# Magia General > Hilos Destacados >  Mesa multiefectos y explosión bombilla

## Magicmaxi

Muy buenas a todos,estoy pensando en terminar mi show con la mesa multiefectos,la que sacas a un espectador y elige una carta y va disparando a la mesa tres veces y cada vez que lo hace la va rompiendo(espero que sepaís casi todos como es),y quería saber si alguno de vosotros la tiene para que me diga si le gusta a la gente ya que es cara para comprarla.Y también quiero comprar algún explotador de bombillas y lo que no sé si el gimmick se nota mucho o no ya que hay varios modelos y precios.Muchas gracias a todos amigos

----------


## golfov

yo tengo la multiefectos si a la gente le encanta el juego, yo solo la uso en pubs y alguna que otra gala. a mi me ha dado buenos resultados y aunque es cara lo acabaras amortizando.

un saludo

----------


## mayico

Solo diré que la tengo pendiente para arreglarla. 
La compré.
Funcionó en ensayos.
Despues de dos meses dejó de funcionar.
La tienda... (que me busque la vida) en verdad dijo... Ve a un chino y compra una batería, que seguro será eso el fallo.
Por lo tanto, cuidado donde la compras, ya que hay quien pasa y piensa que ha vendido algo que cuesta lo que una piruleta...

----------


## golfov

eso si es cierto, a veces pagar un poquito mas te quitas de esos problemas. la mia es de lujo totalmente de aluminio desmontable por completo en 2 minutos esta en su maleta todo guardadito y sin nada a la vista. y lo que es mejor aun un solo boton para accionarla con lo que te preocupas muchisimo menos.

----------


## Magicmaxi

Está claro que según lo que te gastes será mejor y me imagino que la tuya golfov es de las más caras,me seduce mucho la idea ya que creo que es un buen efecto y gag a la vez,la verdad que hay bastante diferencia de precio entre una tienda y otra,Y Mayico espero que lo soluciones pronto y también espero que no sea la misma tienda donde tengo yo pensado comprarla

----------


## mayico

Cuidado que la mia no es (se suponía una porquería) quiero decir que los 700€ los he pagado, cuidadín...
Es cierto que las hay mas caras, y seguro serán mejor, pero por ese precio... Debería funcionar. ¿No?

----------


## Magicmaxi

Madre mia Mayico,por ese precio no debería fallar y en cualquier caso la tienda colaborar un poco más,ya te contaré si al final me decido,espero que lo soluciones pronto

----------


## magomarti

Yo tengo dos amigos que las tienen, y alos dos les fallan , van por sonido  los sensores Lo de la bombilla, yo tengo el que la rompe en la bolsa.

----------


## Javi Cruz

Hola tengo un amigo que ahora esta sacando un modelo muy fiable de la mesa de disparo, ademas de que es el modelo que la rosa salta desde el jarrón quedandose este intacto y se resetea muy rápido, es un sistema innovador que conforme se va haciendo se va reseteando.
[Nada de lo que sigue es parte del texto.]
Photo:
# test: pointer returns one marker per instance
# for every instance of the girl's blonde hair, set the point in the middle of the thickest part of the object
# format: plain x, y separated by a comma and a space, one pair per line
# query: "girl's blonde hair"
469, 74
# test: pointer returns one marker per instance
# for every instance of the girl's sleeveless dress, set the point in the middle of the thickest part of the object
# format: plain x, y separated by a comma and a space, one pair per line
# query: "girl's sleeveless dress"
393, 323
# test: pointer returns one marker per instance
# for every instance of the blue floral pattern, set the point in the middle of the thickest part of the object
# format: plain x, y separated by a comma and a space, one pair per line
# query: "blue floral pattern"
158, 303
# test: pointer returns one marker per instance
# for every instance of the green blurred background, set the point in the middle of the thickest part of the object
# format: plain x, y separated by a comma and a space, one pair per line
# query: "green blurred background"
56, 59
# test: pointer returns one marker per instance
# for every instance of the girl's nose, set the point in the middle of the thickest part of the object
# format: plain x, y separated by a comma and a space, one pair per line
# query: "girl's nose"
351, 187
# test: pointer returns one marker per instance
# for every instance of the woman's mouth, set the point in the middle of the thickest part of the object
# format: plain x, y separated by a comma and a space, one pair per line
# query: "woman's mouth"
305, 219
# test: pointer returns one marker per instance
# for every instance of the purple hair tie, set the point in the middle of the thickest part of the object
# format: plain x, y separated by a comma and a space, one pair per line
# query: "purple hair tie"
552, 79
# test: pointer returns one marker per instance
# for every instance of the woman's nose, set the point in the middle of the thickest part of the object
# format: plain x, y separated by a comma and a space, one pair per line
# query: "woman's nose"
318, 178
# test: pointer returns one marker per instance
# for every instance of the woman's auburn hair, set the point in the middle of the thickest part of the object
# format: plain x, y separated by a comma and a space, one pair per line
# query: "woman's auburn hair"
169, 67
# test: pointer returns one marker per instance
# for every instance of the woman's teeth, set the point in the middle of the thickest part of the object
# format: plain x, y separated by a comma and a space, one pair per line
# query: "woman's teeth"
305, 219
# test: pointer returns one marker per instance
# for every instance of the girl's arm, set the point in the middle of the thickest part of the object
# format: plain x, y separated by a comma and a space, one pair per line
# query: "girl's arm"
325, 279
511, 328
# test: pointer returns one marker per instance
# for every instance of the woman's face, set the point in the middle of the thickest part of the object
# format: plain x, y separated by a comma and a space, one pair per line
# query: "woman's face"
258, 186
Ha fabricado algunas unidades y las esta vendiendo a 500€ ya les quedan pocas si estáis interesado es una muy buena oportunidad podéis contactar conmigo a javicruz@me.com

Un saludo

----------


## magicmontxito

Javi me puedes enviar mas informacion y fotos sobre la mesa de 4 efectos? Si se puede cambiar la carta elegida, el jarron por un marco de fotografia, etc? gracias

----------


## JL.GZ

> Solo diré que la tengo pendiente para arreglarla. 
> La compré.
> Funcionó en ensayos.
> Despues de dos meses dejó de funcionar.
> La tienda... (que me busque la vida) en verdad dijo... Ve a un chino y compra una batería, que seguro será eso el fallo.
> Por lo tanto, cuidado donde la compras, ya que hay quien pasa y piensa que ha vendido algo que cuesta lo que una piruleta...


Lee esto quizás te ayude mayico La garant&#237;a en la compra de productos - OCU, no se hace cuanto la has comprado y si aun la garantía estará en vigor, aun así reclama. En el caso de que sigan haciendo caso omiso y pases de denunciar, por lo menos habla con los moderadores de este foro y preguntales si como excepción puedes citar el nombre de la tienda (yo no lo considero publicidad) y esperemos que gracias a esto pierdan más dinero del que les costaría repararla o cambiarla. No pretendo frivolizar pero SI SE PUEDE!!!, suerte.

Saludos.

----------


## unicorn

yo estoy con JL
mayico deberias protestar, yo se que es una pu..da que no funcione una mesa... me tiene pasado

por cierto en cuanto tenga un ratín te miro lo del maletín (hablando de sistemas) que estoy a tope de trabajo

y a Magimaxi decirle que solicite una garantía por escrito, en vista de lo sucedido

----------


## unicorn

yo para evitar ese problema de si funciona o no funciona me fabriqué mi propia mesa, jejeje
http://www.magiapotagia.com/f36/mesa-multiefecto-35430/

----------


## mayico

Me pasa por confiado jiji.

Ahí tengo la mesa, me mandó a un chino a comprár una batería nueva. Y no dió mas señales y cambia de tema si lo llamaba. 
Ha pasado tiempo ya. Lo bueno sería viajar y verlo y hablarle.
Gracias igualmente.

----------